20年以上もの間、月イチで毛蟹を茹でて捌いて喰らうことを自らに課してきた筆者が、よりおいしい活毛蟹の選び方・茹で方・捌き方をお伝えしたいと思う。第1回目は「目利き編」。
(アイキャッチ画像提供:TSURINEWSライター宮崎逝之介)
活毛蟹の目利きの6つのポイント
活毛蟹とは文字通り生きている毛蟹のことだ。もしも活毛蟹をじかに選べる千載一遇の幸運な機会に恵まれたのなら迷わず即買いしたい。その日のための目利きのポイントを紹介しよう。
1.甲羅や脚が硬い毛蟹を選ぶ
これは最も重要なポイント。実際に手で触れて確かめてみよう。甲羅や脚が軟らかい毛蟹は脱皮したばかりの毛蟹で、見た目には分からないが中の身が痩せているものが多い。脚の殻が軟らかいものは茹でた後包丁で切ろうとすると切れずにクシャっと潰れてしまう。こういう蟹は買わないようにしたい。
2.重量感があるものがいい
カニは厄介なことに生きていれば新鮮で高品質という訳ではない。カニの「生き痩せ」とも言われるように、生きているものでも長く生けすにいたものなどは殻の中の身が痩せていく。なので、実際に手に持って重量感を確認しよう。大きさが同じくらいのカニなら重量感のある毛蟹ほうが身が詰まっているのである。
3.脚が太く、全部揃っているものを選ぶ
たまに脚が1~2本欠落している毛蟹が売られていることがあるので、しっかりチェックしよう。同じ値段なら脚が全部揃っている方が食べる部位が多いことになる。

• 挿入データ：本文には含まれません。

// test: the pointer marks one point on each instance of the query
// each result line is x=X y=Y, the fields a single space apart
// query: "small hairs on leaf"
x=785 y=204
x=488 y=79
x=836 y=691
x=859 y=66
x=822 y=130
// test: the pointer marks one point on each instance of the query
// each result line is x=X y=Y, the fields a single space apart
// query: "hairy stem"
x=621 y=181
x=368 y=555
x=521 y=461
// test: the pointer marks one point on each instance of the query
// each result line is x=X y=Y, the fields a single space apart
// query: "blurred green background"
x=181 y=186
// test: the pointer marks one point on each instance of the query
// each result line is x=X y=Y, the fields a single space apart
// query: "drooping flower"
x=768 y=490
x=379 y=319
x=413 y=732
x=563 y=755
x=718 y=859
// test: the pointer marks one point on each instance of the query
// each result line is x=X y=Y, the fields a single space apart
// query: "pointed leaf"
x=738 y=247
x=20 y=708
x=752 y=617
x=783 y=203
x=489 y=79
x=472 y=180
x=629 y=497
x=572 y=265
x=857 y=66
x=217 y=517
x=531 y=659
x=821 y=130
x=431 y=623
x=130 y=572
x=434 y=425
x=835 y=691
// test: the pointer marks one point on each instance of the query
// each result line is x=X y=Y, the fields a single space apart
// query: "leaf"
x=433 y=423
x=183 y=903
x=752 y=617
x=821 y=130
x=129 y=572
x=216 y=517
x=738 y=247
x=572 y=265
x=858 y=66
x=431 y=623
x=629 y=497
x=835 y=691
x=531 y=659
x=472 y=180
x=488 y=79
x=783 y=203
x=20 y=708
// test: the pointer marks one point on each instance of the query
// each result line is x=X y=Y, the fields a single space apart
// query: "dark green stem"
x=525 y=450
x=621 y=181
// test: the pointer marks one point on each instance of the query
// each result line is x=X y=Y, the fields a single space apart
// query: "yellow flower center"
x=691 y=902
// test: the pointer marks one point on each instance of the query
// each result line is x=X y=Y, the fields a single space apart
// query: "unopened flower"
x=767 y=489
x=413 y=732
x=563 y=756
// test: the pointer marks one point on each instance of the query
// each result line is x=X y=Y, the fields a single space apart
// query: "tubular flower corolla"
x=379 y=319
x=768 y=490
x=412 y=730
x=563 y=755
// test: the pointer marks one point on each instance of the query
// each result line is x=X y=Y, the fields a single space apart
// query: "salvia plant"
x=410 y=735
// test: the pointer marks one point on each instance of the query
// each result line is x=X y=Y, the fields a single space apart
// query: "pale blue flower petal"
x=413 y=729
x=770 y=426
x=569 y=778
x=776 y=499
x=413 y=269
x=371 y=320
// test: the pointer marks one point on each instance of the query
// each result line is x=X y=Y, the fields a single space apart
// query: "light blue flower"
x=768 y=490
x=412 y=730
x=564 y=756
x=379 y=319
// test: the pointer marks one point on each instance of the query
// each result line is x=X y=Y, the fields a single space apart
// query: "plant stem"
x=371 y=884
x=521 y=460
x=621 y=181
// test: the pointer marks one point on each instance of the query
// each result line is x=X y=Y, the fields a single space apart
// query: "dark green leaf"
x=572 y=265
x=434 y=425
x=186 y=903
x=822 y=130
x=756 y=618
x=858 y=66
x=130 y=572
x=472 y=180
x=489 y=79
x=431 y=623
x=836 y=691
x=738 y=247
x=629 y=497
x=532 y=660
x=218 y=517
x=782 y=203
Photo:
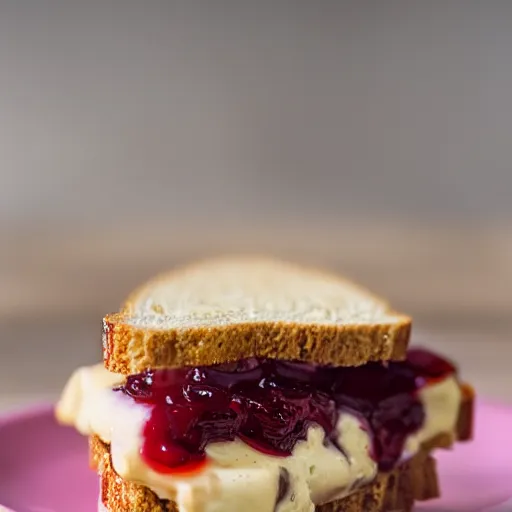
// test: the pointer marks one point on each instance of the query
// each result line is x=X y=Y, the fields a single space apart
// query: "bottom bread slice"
x=395 y=491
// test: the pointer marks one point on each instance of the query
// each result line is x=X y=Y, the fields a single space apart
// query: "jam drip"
x=270 y=405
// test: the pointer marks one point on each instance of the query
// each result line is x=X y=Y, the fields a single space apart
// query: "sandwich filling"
x=286 y=435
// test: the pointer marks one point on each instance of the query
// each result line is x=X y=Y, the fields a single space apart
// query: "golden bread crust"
x=362 y=327
x=129 y=349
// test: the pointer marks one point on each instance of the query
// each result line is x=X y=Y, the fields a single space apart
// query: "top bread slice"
x=223 y=310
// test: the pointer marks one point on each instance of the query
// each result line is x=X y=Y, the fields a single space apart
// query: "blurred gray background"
x=126 y=110
x=370 y=137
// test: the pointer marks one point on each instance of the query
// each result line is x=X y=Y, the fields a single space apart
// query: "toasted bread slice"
x=227 y=309
x=394 y=491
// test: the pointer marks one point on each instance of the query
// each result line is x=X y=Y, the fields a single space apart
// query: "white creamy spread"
x=237 y=476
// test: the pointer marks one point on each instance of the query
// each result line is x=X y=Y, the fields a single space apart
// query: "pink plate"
x=44 y=467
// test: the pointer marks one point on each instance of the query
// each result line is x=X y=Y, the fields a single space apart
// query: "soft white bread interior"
x=225 y=309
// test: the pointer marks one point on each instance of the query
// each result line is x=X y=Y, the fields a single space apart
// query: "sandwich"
x=251 y=384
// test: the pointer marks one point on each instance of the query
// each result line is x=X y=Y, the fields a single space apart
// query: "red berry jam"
x=270 y=405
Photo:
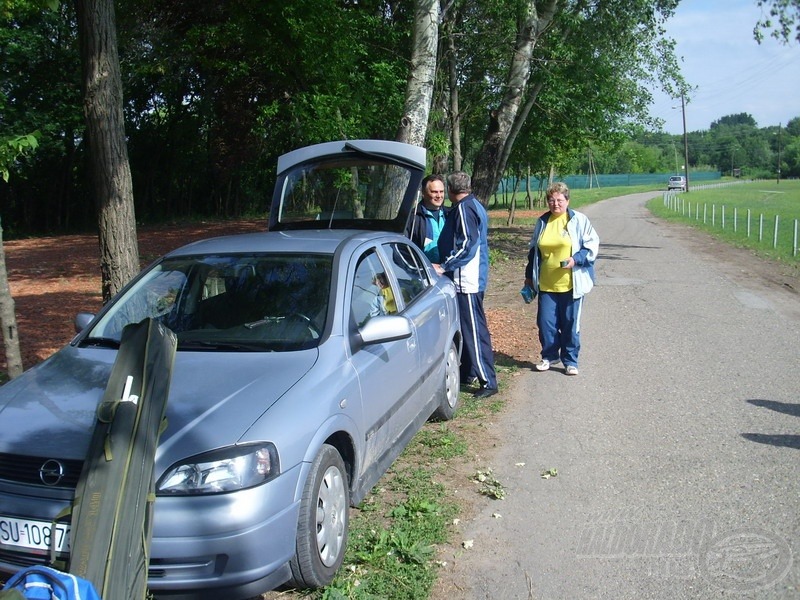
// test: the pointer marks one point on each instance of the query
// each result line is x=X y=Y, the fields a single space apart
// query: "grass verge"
x=394 y=533
x=742 y=215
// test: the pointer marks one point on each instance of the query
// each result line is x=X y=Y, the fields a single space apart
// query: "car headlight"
x=225 y=470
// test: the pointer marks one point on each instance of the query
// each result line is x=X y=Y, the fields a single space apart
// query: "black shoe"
x=485 y=392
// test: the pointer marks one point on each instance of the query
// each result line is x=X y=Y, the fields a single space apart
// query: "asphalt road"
x=677 y=448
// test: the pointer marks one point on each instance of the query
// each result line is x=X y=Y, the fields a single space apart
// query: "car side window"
x=372 y=291
x=409 y=269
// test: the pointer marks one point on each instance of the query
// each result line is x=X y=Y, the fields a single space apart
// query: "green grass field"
x=726 y=210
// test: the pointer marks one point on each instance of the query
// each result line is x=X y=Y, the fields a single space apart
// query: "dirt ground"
x=53 y=278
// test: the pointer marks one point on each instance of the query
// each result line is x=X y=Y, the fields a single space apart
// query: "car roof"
x=323 y=241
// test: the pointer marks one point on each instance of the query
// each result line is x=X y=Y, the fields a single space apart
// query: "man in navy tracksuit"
x=464 y=253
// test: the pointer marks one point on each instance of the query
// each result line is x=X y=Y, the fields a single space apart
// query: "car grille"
x=25 y=470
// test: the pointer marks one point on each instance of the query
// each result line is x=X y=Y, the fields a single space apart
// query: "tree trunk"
x=8 y=320
x=419 y=90
x=108 y=153
x=487 y=171
x=455 y=111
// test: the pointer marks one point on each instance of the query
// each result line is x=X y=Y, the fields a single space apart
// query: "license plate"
x=34 y=535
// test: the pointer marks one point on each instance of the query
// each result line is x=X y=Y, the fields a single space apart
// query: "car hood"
x=50 y=409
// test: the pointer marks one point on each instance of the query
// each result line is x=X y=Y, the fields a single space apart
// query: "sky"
x=732 y=73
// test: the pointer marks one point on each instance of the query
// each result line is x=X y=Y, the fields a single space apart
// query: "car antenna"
x=333 y=210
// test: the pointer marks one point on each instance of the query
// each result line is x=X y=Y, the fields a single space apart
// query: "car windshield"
x=274 y=302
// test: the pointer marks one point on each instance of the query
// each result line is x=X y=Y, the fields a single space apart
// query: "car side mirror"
x=386 y=328
x=82 y=320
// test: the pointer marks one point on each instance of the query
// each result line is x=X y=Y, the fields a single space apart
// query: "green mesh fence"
x=579 y=182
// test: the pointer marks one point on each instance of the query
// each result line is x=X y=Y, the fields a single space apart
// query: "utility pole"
x=779 y=153
x=686 y=143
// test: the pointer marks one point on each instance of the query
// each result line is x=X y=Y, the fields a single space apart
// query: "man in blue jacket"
x=464 y=253
x=429 y=217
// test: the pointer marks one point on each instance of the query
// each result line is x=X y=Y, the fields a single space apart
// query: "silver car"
x=307 y=358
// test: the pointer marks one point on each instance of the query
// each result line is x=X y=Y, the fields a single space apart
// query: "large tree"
x=419 y=89
x=575 y=71
x=534 y=18
x=108 y=151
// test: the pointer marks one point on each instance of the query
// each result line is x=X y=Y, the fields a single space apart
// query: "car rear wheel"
x=323 y=522
x=448 y=397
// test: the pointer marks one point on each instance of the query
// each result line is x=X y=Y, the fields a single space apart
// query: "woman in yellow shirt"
x=560 y=270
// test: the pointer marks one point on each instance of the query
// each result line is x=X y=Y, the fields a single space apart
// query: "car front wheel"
x=323 y=522
x=448 y=397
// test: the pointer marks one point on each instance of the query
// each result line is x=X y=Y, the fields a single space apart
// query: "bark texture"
x=489 y=162
x=8 y=320
x=108 y=152
x=419 y=89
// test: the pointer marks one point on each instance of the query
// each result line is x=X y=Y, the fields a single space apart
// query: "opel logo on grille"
x=51 y=472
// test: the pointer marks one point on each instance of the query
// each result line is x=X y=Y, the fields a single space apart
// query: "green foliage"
x=784 y=15
x=12 y=149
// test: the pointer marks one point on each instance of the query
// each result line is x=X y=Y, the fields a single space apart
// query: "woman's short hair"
x=557 y=187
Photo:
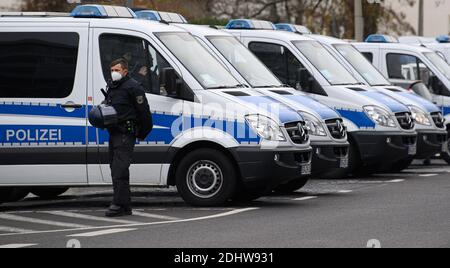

また、脚が太い方がそれだけ身が多いことになる。小ぶりな毛蟹などは一見立派そうに見えても、よく見ると脚が華奢で食べるところがなさそうなものもあるので注意いただきたい。
4.力強さの感じられる元気な毛蟹
力強さが感じられる毛蟹とは生きている蟹の甲羅をつかんで持ち上げたときに脚の関節に力が感じられる毛蟹です。衰弱している毛蟹は生きていても脚がだらんと垂れ下がります。
5.大きさ・重さの目安
毛蟹は大きすぎる老ガニは味が落ちると言われるが、筆者はそんなに大きな毛蟹を購入した経験がないのでコメントは控えたい。筆者は一人ですぐに食べきることを前提にだいたい400gから500gくらいの毛蟹を好んで買っている。350g以下は脚が細く食べる部位が少ないものが多いように思う。
6.価格の目安
価格は同じような毛蟹でも店舗や地域や時期などによって千差万別である。値段が高ければ品質がよいという訳で決してはないため、目利きが重要になる。筆者としては500g前後の上等な活毛蟹が千円台なら即買い。2千円台はぎりアリ。3千円台ならどうしても食べたいときだけ買う。4千円以上はなし。
個人的な感想だが、20年以上購入価格はかわっていないように思う。百貨店の北海道物産展などは冷凍モノで高価なので基本買わない。一番価格が高騰するのはやはり年末だがこの時期は管理の難しい活毛蟹を売り場で見かけることはほぼなく、冷凍ものしか入手できない。残念無念だが、正月は冷凍モノで凌ぐのが定番である。
なお、店頭に並んでいる毛蟹に触れる場合は必ずお店のかたの許可をもらいましょう。
いかがですか。これで毛蟹選びはもう迷いませんね。